Market costs, investor education, product diversity, technology enablement and strategic partnerships are ways capital markets can boost financial inclusion in Nigeria, Enhancing Financial Innovation and Access (EFInA) has said.
According to the firm, a well-functioning capital market can play a vital role in supporting inclusive economic growth in the country.
“In the advent of the COVID-19 pandemic, there was a spotlight on the importance of diversity in building sustainable capital markets and the need to advance an objective financial inclusion initiative that gives individuals and businesses better access to affordable financial products and services that meet their needs,” EFInA said.
The financial inclusion firm noted that with cost being a key consideration, depositories and exchanges have taken strong measures to improve operational efficiencies and reduce fees, improving entry into the market.
“Exchanges, supported by government agencies and regulators, are leading this charge. Young people are a crucial demographic, and infrastructure providers are fueling their interest with initiatives that involve gaming, coding, and film-making,” it added.
Capital markets bring buyers and sellers together to trade stocks, bonds, currencies, and other financial assets. The firm highlighted that exchanges typically encourage participation for product diversity by offering products and services that serve a broad range of investors.

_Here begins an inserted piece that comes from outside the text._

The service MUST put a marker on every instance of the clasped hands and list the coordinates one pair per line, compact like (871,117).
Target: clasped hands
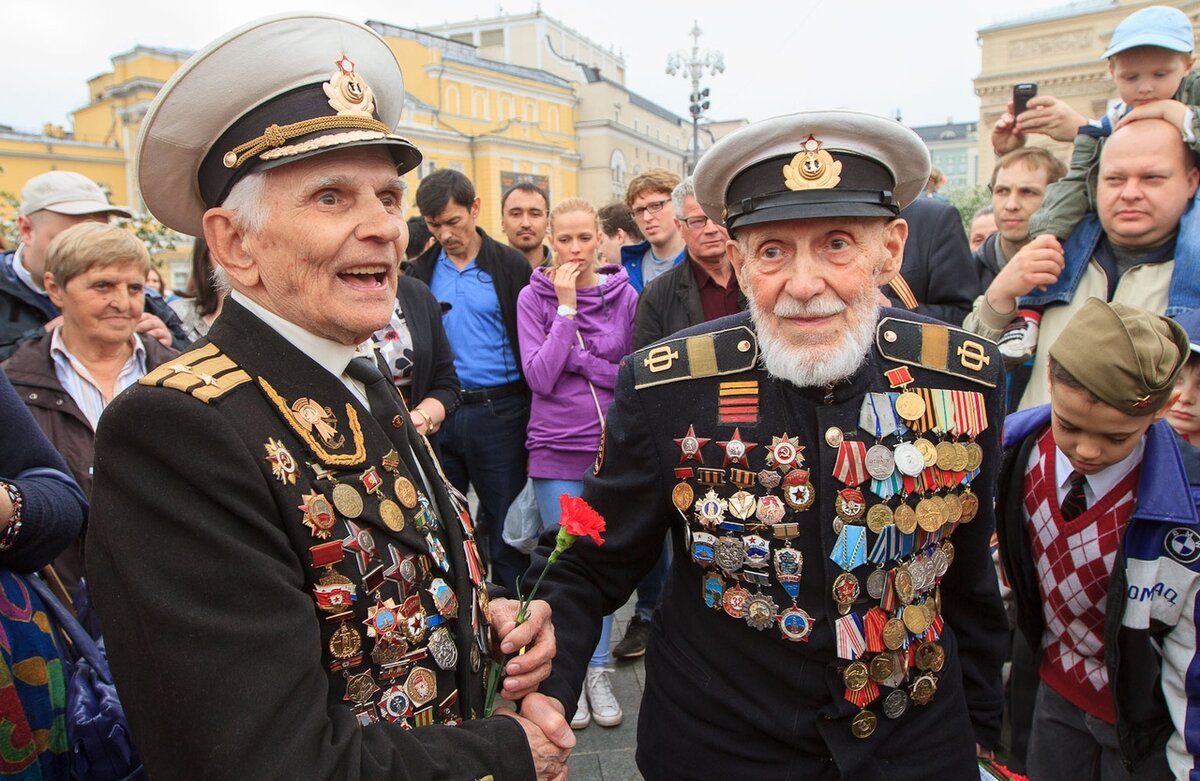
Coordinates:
(541,718)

The firm noted that the capital market infrastructure landscape has grown to include fintechs and start-ups that offer products and services across the value chain. “Trust remains a critical factor in driving financial inclusion. Hence, the safety and stability of mass market investment platforms are critical to increasing financial inclusion,” it added.
According to the World Bank, financial inclusion is when individuals and businesses have access to useful and affordable financial products and services that meet their needs – transactions, payments, savings, credit, and insurance – delivered responsibly and sustainably.
The importance of financial inclusion, which is a key enabler to reducing extreme poverty and boosting shared prosperity, has made it to be identified as an enabler for 7 of the 17 Sustainable Development Goals 2030.
In 2012, Nigeria developed its first financial inclusion strategy to bring 80 percent of its population into the financial system by 2020, according to EFInA. The country failed to meet the target as financial inclusion grew to 64.1 percent in 2020.
“Although the inclusion rate dropped marginally from 36.8 percent in 2018 to 35.9 percent in 2020, the excluded adult population of 38.1 million in 2020 was higher than the 36.6 million in 2018, meaning 1.5 million adults fell into the exclusion circle in the last two years to 2020,” EFInA explained.